Licitação poderá exigir contratação de egressos do sistema prisional

Norma já foi sancionada, mas ainda depende de regulamentação

Foi sancionada, no dia 26 de outubro, a Lei Federal nº 13.500/2017, que entre outros pontos promove três alterações na Lei nº 8.666/93, a Lei de Licitações.
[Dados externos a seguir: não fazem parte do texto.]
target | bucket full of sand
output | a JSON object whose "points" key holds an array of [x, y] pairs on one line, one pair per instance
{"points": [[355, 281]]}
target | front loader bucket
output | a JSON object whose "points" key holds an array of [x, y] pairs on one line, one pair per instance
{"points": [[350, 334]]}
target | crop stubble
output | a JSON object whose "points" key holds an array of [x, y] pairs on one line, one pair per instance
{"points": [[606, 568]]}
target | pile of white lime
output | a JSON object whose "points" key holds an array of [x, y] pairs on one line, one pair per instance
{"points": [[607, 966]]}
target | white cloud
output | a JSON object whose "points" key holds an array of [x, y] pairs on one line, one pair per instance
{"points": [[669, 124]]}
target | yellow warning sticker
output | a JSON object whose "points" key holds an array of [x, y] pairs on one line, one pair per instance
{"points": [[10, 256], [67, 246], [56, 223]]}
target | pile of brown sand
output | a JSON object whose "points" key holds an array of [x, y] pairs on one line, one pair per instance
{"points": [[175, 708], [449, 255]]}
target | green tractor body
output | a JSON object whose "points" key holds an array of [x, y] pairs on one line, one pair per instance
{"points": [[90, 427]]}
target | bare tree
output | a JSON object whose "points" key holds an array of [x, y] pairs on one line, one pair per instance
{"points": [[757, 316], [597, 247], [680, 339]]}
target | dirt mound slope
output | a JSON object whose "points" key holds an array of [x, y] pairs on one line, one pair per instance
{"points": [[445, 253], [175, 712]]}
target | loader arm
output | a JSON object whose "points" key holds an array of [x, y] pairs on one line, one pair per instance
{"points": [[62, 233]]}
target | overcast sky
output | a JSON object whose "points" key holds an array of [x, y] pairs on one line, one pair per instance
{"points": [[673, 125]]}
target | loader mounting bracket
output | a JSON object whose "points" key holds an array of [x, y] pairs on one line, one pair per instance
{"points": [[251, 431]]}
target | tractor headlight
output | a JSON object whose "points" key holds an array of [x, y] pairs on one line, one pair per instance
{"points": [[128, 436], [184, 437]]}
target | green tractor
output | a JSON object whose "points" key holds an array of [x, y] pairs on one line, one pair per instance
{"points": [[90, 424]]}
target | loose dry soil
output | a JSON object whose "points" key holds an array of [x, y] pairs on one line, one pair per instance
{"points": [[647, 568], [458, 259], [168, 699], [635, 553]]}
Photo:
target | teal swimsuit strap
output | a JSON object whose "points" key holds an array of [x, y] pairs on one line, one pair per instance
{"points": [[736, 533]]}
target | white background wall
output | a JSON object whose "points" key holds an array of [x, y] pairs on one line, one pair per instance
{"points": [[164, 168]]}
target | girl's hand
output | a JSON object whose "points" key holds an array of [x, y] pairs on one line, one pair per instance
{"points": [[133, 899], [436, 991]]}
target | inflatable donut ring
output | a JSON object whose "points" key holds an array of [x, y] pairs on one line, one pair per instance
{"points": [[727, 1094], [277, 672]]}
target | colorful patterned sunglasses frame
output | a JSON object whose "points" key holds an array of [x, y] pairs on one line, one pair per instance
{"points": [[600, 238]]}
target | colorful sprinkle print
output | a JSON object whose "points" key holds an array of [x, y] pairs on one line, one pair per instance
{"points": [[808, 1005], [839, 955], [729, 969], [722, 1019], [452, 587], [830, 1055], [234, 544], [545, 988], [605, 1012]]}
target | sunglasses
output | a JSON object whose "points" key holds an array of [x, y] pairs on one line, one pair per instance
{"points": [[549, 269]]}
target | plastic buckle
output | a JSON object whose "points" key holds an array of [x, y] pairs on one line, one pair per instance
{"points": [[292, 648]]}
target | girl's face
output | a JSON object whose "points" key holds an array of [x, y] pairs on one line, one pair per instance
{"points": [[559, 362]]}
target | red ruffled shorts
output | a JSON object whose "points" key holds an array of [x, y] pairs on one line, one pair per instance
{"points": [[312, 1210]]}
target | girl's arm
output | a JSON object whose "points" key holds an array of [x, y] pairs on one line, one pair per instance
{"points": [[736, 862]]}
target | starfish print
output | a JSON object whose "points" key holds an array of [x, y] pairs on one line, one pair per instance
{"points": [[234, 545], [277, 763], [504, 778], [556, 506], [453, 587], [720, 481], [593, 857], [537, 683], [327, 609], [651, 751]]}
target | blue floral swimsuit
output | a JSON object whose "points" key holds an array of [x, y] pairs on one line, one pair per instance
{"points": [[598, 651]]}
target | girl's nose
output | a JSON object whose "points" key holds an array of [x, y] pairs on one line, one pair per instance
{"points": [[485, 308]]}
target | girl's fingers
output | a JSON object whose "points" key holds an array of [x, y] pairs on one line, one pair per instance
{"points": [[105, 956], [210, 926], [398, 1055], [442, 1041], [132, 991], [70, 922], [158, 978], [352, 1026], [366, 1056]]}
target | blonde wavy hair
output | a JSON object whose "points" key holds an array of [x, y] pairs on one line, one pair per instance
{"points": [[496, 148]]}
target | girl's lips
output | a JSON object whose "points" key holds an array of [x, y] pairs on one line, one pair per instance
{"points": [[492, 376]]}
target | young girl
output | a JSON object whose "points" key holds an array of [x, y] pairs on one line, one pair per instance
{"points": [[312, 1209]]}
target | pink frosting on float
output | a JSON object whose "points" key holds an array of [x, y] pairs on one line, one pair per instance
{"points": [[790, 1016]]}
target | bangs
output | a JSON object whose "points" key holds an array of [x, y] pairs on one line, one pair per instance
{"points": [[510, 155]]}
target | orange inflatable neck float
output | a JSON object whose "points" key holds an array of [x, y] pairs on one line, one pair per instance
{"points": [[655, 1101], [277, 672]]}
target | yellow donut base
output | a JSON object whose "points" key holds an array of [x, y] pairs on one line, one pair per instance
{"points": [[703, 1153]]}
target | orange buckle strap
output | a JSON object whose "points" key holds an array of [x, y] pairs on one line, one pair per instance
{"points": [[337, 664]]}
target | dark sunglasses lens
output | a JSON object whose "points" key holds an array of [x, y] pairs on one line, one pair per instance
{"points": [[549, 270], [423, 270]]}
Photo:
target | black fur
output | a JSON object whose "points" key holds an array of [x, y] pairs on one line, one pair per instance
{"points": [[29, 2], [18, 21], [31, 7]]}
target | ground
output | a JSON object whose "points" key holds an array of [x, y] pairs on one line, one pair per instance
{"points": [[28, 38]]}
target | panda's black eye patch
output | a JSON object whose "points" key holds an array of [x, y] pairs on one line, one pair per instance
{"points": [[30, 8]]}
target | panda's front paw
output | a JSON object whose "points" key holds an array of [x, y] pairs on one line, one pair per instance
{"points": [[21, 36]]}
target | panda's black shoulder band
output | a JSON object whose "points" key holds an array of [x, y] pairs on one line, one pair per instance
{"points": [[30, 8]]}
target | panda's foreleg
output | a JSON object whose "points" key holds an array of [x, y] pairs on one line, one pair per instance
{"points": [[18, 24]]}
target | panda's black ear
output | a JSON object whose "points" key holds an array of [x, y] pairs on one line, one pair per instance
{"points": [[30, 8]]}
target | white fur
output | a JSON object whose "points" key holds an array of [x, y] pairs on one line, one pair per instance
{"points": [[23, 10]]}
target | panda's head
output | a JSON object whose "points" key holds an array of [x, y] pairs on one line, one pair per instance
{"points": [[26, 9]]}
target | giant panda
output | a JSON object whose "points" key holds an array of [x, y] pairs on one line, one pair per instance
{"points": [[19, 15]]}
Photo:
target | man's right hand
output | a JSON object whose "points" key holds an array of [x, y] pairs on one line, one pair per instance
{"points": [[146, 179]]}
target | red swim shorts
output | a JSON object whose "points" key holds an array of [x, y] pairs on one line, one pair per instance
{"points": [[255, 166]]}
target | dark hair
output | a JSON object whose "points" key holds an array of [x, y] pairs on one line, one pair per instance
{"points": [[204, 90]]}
No art. 24 foi incluído o inciso XXXV, que prevê a dispensa de licitação “para a construção, a ampliação, a reforma e o aprimoramento de estabelecimentos penais, desde que configurada situação de grave e iminente risco à segurança pública”. Na mesma linha foi incluída a expressão “grave e iminente risco à segurança pública” ao inciso I do parágrafo único do art. 26, que também trata do processo de dispensa, inexigibilidade ou retardamento de processo licitatório.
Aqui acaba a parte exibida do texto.